In its press release, J.P. Morgan Asset Management describes launch of MONY as a private 506(c) fund for qualified purchasers. Investors subscribe through Morgan Money and receive tokens to their blockchain addresses. The fund pays daily dividends and allows both subscriptions and redemptions in cash or selected stablecoins, so the user experience stays close to a normal money-market fund.
Crypto outlet The Block reports launch as another step in large-bank tokenization. The article says the fund will first target institutions and wealthy clients, with a minimum ticket near one million dollars. Business Insider highlights product as a tool for treasury and liquidity management, not for retail trading, stressing that investors must meet strict wealth and qualification rules.
The fund runs on Kinexys Digital Assets, JPMorgan’s internal multi-chain tokenization platform. This system already supports tests with tokenized private equity and with collateral transfers between financial institutions.
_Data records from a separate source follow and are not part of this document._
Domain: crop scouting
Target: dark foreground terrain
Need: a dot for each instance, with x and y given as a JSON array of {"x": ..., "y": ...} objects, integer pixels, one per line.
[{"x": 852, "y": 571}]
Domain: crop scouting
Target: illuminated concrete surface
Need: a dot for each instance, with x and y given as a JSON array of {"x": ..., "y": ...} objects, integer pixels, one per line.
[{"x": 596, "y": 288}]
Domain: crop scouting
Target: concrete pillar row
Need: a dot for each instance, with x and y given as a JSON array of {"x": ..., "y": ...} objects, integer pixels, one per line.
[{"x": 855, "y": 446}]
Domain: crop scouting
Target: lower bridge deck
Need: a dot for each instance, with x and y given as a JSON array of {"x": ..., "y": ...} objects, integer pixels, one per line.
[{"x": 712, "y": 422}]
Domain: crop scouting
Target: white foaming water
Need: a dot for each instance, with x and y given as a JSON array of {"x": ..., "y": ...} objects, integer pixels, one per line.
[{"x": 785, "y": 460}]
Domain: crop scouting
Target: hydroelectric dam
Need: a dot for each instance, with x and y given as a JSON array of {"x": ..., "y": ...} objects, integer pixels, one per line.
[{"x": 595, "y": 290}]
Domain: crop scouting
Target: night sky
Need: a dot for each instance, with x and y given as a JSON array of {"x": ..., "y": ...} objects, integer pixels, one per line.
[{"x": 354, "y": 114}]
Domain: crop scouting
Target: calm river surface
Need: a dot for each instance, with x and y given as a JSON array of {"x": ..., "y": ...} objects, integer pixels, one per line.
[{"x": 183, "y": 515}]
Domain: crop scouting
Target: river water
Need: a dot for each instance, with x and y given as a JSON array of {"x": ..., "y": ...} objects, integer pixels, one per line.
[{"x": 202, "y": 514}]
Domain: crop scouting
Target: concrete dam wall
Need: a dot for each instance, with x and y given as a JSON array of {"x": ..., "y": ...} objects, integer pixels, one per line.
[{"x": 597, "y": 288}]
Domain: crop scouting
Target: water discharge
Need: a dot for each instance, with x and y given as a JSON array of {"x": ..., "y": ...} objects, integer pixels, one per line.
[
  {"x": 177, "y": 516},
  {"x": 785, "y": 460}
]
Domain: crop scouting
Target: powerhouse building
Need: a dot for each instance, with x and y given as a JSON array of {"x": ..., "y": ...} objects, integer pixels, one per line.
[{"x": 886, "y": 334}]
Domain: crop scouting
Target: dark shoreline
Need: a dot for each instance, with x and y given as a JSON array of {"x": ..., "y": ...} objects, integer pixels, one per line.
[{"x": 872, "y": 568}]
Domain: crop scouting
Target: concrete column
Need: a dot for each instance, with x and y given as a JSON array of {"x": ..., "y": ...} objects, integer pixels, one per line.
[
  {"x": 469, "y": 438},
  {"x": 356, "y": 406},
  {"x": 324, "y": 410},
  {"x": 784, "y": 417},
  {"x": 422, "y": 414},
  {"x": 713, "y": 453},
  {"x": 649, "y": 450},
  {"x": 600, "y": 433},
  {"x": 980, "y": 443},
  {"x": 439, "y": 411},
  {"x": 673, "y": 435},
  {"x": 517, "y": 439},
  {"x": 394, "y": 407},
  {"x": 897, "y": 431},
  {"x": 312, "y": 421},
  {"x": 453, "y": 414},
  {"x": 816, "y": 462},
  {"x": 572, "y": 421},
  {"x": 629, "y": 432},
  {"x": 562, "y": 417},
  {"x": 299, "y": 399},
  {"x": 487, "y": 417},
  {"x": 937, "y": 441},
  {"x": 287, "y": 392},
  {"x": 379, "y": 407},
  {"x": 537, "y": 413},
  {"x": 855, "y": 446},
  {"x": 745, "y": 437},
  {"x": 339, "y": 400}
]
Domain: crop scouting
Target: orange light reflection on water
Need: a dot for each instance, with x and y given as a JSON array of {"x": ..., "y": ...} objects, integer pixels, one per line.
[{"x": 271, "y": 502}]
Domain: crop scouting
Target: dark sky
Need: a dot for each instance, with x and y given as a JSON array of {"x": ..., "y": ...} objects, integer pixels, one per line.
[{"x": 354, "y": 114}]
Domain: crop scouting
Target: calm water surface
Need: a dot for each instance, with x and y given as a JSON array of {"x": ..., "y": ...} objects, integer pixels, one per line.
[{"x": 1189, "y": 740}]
By placing a conservative money-market fund on Ethereum, JPMorgan moves a very familiar product into a programmable format that can, in future, connect to faster settlement rails and new types of financial tools.
John Donohue, Head of Global Liquidity at J.P. Morgan Asset Management, said that
with Morgan Money “tokenization can fundamentally change the speed and efficiency of transactions, adding new capabilities to traditional products.”
He described MONY as a first step that other large banks are likely to follow, and argued that fast, transparent fund tokens could become a new standard way for big investors to manage their short-term cash.